Project Name Demand side assessment of primary health care in Assam
Project Sanction Date 30 Nov -0001
Project Period Sep 2019 to Jun 2020
Project Location Karnataka
Project Supported By
Implementation Partner Public Health
Project Team


Project objectives:

Despite successive government's continuous efforts to achieve Universal Health Coverage National Sample Survey Organization (NSSO) data reveals the low rates of utilization of public primary health care. The data shows reliance on private providers where 70% spells of ailment are treated in the private sector. As per data only 11.5% households in rural areas and only about 4% in urban areas, seek treatment for OPD care - at or below the CHC level primary care facilities, indicating low utilization of the public health systems for other common ailments. This data has raised the question of why people are not using primary health care or are getting left out. Thus, this study aims to unravel the demand and supply side factors that interact to shape the utilization of primary health care and focus on a comprehensive range of supply and demand side enablers and barriers.

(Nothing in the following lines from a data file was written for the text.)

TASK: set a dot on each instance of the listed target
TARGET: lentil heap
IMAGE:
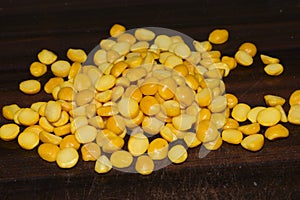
(143, 100)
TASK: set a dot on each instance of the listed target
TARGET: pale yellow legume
(294, 114)
(243, 58)
(253, 142)
(218, 36)
(52, 111)
(144, 34)
(28, 140)
(268, 116)
(144, 165)
(121, 159)
(28, 117)
(158, 149)
(9, 111)
(252, 114)
(273, 100)
(103, 165)
(67, 157)
(177, 154)
(90, 151)
(232, 136)
(9, 131)
(276, 131)
(138, 144)
(295, 98)
(48, 152)
(249, 129)
(240, 112)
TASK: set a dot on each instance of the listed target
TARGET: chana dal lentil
(142, 85)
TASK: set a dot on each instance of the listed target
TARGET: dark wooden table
(231, 172)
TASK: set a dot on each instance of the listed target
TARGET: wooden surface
(231, 172)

Project Result / Accomplishments:

• Study recommends that medicine supply side barriers like unavailability of even common drugs needs to addressed. • Villagers feel constrained by the absence of delivery facilities at Sub Centres. Villagers use Health and Wellness centre for basic investigations of NCDs like diabetes and hypertension. • Enough importance should be given to continuous capacity development of the providers in the areas of communicable diseases and RMNCH+A. • Procedures and protocols for the management of communicable diseases at primary health care facilities should be made available. • Delivery services need to be functional and should be prioritised at the sub-centres where the PHCs or secondary facilities are located further away. • Grievances redressal mechanisms should be strengthen and villagers should possess awareness on such mechanism.